Sri Lanka needs laser-like focus on IMF programme implementation: Dr. Indrajit Coomaraswamy
There are three most important priorities for Sri Lanka in the wake of the IMF Programme; implementation, implementation and implementation of the agreed upon benchmarks of the programme. Last thing we need to suddenly find is that we have gone off the track of the programme and it is suspended, Dr. Indrajit Coomaraswamy, Former Governor, Central Bank of Sri Lanka said on Friday.
He said so while giving the keynote speech at a Central Bank hosted webinar titled “What is next for Sri Lanka in the wake of IMF Programme?”
Deshal De Mel, Economic Advisor, Ministry of Finance, Murtaza Jafferjee, Managing Director, JB Securities, Bingumal Thewarathanthri, Chief Executive Officer, Standard Chartered Bank were the panelists at the forum where the moderator was Shiran Fernando, Chief Economist at the Ceylon Chamber of Commerce
The following are a few comments made by Dr.Coomaraswamy:
The IMF EFF has now been successfully negotiated. This is in some way the beginning. There is lot more to do. It’s time to start thinking about what happens next. A little under a year ago, there were acute shortages of the most essential good. There were long queues and one or two people passed away while in queue. Prices were skyrocketing and exchange rate was collapsing, inflation was spiking and the Central Bank had to push up interest rates. All this happened only a few months from where we are today. The fact that things have stabilized to a significant extent clearly is a very favourable outcome but actually there is no room for complacency because the stabilization has happened at a low-level equilibrium.

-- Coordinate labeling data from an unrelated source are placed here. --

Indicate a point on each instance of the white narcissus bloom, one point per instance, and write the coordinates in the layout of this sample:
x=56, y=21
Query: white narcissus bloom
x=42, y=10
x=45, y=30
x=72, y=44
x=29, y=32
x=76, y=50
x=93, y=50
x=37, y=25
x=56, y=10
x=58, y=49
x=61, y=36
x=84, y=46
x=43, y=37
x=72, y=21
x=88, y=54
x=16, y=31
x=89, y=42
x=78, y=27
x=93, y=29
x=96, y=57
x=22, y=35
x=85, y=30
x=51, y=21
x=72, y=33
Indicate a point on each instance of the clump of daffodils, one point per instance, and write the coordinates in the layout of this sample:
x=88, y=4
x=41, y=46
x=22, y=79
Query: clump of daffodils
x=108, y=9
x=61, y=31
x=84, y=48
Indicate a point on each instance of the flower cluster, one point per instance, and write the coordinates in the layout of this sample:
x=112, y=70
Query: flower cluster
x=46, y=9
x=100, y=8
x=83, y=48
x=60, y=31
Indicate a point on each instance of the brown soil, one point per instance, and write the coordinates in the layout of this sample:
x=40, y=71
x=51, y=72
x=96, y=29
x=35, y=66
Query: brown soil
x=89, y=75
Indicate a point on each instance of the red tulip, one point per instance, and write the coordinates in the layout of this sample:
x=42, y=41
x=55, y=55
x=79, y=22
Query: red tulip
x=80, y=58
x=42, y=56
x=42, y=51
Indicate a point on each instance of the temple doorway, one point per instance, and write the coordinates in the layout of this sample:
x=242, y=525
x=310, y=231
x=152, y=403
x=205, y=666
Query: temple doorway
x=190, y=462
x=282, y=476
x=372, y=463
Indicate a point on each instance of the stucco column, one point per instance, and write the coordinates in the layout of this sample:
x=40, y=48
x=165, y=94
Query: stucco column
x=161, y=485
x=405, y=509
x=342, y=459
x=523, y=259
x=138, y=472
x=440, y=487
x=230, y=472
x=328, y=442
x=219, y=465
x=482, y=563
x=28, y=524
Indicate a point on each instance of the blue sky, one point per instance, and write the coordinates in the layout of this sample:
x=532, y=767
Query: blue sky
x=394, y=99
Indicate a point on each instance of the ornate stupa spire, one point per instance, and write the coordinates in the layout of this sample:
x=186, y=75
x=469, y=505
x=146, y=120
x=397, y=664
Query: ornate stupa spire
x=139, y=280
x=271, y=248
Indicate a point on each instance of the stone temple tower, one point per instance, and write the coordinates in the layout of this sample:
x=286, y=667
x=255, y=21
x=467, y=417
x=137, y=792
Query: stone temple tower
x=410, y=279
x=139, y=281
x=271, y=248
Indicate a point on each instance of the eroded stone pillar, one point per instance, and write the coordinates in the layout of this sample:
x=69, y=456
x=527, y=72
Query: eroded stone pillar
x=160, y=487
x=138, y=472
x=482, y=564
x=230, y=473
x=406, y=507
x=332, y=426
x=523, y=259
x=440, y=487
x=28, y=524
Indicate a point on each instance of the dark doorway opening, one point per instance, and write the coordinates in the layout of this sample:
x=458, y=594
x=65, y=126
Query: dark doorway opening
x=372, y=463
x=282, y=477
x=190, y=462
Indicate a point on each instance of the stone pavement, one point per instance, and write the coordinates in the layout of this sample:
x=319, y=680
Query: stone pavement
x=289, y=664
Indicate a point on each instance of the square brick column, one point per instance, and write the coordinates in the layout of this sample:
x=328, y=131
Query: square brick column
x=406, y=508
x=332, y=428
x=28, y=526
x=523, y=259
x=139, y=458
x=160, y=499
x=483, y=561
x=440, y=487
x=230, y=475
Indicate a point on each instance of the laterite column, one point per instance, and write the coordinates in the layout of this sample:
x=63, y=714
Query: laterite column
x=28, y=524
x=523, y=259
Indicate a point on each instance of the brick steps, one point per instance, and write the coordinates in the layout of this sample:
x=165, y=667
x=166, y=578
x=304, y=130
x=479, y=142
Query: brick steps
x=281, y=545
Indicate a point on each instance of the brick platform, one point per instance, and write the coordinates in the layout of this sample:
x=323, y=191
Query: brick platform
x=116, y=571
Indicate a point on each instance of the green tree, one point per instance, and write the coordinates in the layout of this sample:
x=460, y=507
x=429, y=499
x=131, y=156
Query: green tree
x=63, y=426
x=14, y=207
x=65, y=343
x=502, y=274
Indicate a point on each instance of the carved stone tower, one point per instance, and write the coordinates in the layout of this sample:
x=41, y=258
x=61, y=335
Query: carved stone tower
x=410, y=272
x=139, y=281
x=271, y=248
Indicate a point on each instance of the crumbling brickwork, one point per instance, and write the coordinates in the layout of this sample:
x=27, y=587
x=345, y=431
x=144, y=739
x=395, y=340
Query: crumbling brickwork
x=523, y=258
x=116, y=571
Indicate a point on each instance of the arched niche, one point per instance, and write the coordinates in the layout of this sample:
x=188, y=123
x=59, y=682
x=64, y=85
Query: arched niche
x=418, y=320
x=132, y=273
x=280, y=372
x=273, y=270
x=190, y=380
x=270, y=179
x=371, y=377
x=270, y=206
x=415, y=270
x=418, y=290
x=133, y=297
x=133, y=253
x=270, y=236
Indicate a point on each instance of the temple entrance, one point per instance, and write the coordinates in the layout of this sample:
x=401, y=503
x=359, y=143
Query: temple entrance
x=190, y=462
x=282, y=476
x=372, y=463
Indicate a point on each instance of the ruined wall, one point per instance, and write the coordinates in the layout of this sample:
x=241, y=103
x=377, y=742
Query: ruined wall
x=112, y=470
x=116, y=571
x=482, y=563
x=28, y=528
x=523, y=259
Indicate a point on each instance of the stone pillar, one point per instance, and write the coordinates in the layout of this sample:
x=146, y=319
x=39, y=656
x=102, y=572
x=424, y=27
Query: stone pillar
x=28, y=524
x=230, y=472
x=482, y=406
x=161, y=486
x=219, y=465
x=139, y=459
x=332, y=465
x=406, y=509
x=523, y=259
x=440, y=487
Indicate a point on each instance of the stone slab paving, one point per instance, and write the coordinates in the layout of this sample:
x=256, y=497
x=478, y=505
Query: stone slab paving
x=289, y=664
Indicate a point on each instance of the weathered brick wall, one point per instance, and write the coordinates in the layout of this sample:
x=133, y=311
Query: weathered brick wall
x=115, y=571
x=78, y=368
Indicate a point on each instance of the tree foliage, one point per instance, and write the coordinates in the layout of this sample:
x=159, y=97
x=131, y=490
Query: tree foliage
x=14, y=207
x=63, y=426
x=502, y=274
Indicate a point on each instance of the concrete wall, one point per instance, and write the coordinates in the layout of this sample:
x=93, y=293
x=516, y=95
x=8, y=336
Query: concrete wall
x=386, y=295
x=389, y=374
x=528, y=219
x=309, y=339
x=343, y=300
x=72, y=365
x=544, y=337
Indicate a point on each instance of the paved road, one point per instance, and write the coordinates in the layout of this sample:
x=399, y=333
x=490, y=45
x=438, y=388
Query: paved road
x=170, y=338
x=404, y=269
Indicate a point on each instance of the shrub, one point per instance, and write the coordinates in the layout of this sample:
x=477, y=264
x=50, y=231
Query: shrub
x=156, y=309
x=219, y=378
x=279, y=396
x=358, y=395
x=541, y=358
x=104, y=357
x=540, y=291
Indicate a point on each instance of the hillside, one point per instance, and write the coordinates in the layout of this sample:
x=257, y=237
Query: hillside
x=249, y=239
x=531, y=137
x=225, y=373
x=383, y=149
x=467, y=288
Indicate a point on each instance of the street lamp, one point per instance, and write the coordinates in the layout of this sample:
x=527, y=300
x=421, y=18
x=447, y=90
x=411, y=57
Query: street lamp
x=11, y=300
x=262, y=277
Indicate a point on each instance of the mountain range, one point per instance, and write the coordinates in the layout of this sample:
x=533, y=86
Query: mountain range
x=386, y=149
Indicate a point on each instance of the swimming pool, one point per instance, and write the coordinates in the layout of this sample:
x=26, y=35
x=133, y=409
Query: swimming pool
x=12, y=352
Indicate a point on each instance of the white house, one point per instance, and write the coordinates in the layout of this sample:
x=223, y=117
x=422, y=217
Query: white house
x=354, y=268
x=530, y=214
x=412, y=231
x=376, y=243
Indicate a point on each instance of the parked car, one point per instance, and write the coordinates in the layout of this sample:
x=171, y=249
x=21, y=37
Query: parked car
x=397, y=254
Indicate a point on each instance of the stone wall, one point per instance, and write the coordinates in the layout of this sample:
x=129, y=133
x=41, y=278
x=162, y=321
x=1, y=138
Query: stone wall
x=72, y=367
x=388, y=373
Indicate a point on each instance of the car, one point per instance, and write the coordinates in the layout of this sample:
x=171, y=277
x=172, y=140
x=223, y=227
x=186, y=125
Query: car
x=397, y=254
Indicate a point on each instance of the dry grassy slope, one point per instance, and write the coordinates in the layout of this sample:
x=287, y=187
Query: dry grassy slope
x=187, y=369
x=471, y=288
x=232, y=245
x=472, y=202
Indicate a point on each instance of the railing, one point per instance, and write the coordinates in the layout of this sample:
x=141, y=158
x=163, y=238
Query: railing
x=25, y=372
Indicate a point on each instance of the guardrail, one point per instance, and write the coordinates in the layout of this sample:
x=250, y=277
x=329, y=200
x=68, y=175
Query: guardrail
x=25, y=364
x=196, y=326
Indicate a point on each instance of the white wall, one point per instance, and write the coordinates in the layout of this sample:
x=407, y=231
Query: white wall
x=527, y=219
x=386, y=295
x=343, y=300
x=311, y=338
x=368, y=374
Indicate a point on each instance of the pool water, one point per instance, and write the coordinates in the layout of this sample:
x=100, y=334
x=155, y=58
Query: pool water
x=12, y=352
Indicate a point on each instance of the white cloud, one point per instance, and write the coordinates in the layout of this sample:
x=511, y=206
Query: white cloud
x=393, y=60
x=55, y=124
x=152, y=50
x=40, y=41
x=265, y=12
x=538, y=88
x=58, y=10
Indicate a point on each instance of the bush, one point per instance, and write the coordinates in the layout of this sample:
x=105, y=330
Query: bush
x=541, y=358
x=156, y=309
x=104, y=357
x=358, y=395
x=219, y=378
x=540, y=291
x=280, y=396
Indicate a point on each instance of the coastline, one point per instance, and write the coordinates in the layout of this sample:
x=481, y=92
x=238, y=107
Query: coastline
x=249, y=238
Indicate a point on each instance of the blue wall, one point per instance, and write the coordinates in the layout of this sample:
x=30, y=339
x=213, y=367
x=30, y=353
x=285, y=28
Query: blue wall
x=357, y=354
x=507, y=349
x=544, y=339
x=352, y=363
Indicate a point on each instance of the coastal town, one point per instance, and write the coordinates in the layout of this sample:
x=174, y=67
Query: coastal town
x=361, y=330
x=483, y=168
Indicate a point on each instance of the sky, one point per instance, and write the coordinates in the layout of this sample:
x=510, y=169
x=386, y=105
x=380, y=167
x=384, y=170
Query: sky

It has happened when the economy experienced a 7.6% contraction last year. It was better than what was anticipated by the IMF and the World Bank, but still it is a very sharp contraction. And we need to get to a situation where we have macro-economic stability with a growth rate of about 4%. There is a lot to be done for this. But this is a very commendable place to get to after all. The Paris Club comprising G7 countries has endorsed our efforts to restore debt sustainability. The non-Paris Club creditors such as India and China also have endorsed and supported our efforts too. So the largest countries and creditors are willing to support Sri Lanka to get back on track in terms of debt sustainability. So this is not a bad place to be.”
“IMF programme implementation has always been a weakness on our part. This time we have already done a lot as prior action but there is more as you would have seen from the documentation tabled in parliament including structural reforms and institutional reform. So we have to have laser-like focus on implementation and move forward with the programme. If the programme gets suspended, it would have pretty dramatic consequences. So we need to keep it on track. We can’t give up the absolutely compelling need for fiscal discipline. What is next for us is; discipline and making the needed economic policy and implementing what e have agreed to do. During our past IMF programmes, the issue was lack of implementation by the Sri Lankan authorities.
Earlier this week Dr. Chandranath Amarasekare, Executive Director at the CBSL arranged for the Irish authorities to brief Sri lankan authorities on the implementation unit set up in Ireland when the global financial crisis hit Ireland which led them to go into an IMF programme. Ireland was meticulous in the way they set up the implementation framework. They identified all the action that had to be taken and assigned parts of it to relevant government entities to implement them. Ireland is back on track now. We need to have the same degree of laser-like focus on implementing the benchmarks. We have to figure out what needs to be done and ascribe responsibility for each action and monitor
carefully how we are going about it. We have to make sue we are hitting all the targets and structural benchmarks as we go along. These are embedded in the IMF programme. Last thing we need is to suddenly find that we have gone off the track of the programme and the programme is suspended. That will constrain the inflows to the country and it will affect the confidence beginning to build up now. All that will get undermined if the programme gets suspended because we are not able to keep it on track. So the Implementation Unit will need a very good authority to reach out to any part of government and get things done. We need this Implementation Unit to be well-structured and running well. And it should have the authority of the President behind it,”he said.